A screenshot from the widely dispersed video of Officer Daniel Pantaleo’s hold on Eric Garner  

By Lucas Manfield and Olivia Eubanks

The 51st anniversary of Martin Luther King’s assassination took a painful turn for some New Yorkers on Thursday as surprise news arrived that an NYPD surgeon would testify on behalf of the officer accused of using excessive force in the 2014 death of Eric Garner.

Garner’s last words—“I can’t breathe”—became a rallying point for the Black Lives Matter movement across the country. He died following a takedown by police on July 17, 2014 that was videotaped by a passerby and went viral. Witnesses said that the officer, Daniel Pantaleo, had used a chokehold, a prohibited maneuver in the NYPD. A Staten Island Grand Jury declined to indict him, but Pantaleo faces NYPD disciplinary proceedings on May 13, with his job at stake.

It was in a pretrial hearing in that case that the news came that Eli Kleinman, the NYPD’s Chief Surgeon since 2003, had determined that Pantaleo did not use a chokehold, according to the officer’s lawyer, Stu London. The Daily News reported that Kleinman, a hematologist, determined that Garner had no injuries associated with a chokehold and that Garner’s health was a factor in his death. He was obese and had asthma.

The chokehold, which the NYPD’s Patrol Guide defines as “pressure to the throat” that “hinders breathing,” has been prohibited since 1993, when it was forbidden in response to a rise in police custody deaths. The Patrolmen’s Benefit Association, the police union, has argued that the maneuver Pantaleo used to incapacitate Garner was something different, a “seat belt” takedown, and an appropriate response in the situation.

This would contradict the finding of a New York City medical examiner who issued a report in August, 2014, ruling Garner’s death a “homicide” due to “compression of neck (choke hold).” And it appeared that way to some who have viewed the video. “What nonsense,” wrote Queens councilman Rory Lancman on Twitter. “We all saw the video. It was a chokehold.

Activists reacted with anger.
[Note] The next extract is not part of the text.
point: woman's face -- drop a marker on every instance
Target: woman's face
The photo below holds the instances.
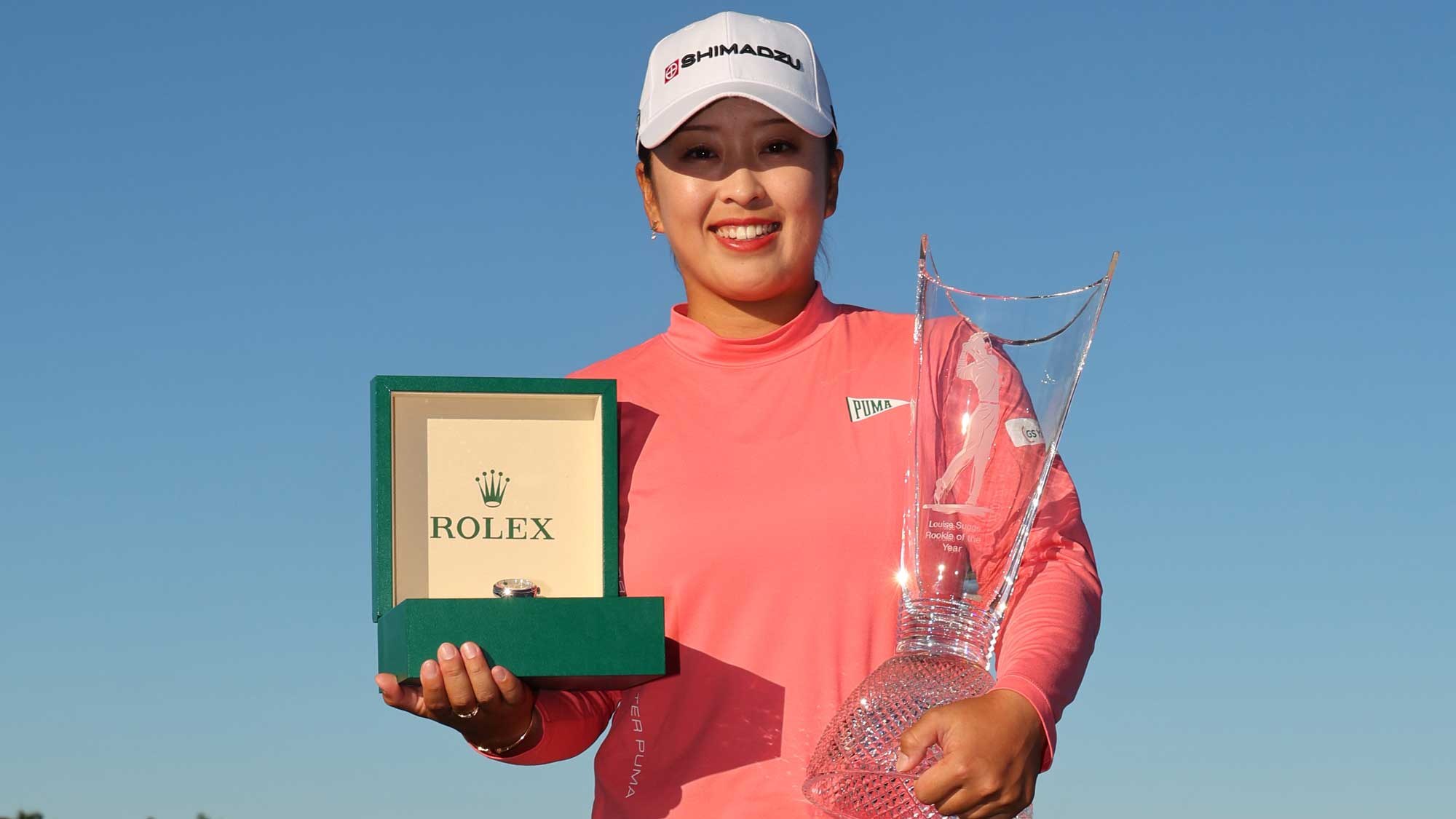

Hawk Newsome, president of Black Lives Matter, was reached minutes after he had heard the news. “This is a slap in the face to the black and brown citizens of NYC,” he said.

Black Twitter quickly fired up over the news.

Some hoped the reaction goes beyond social media. “This should not be another hashtag… people need to stand with us” said Angelique Kearse, wife of Andrew Kearse, who died in the back of a police car in Schenectady. According to the Daily News, the state Attorney General’s office is investigating whether the officers in the car should have taken Kearse to the hospital when he had trouble breathing.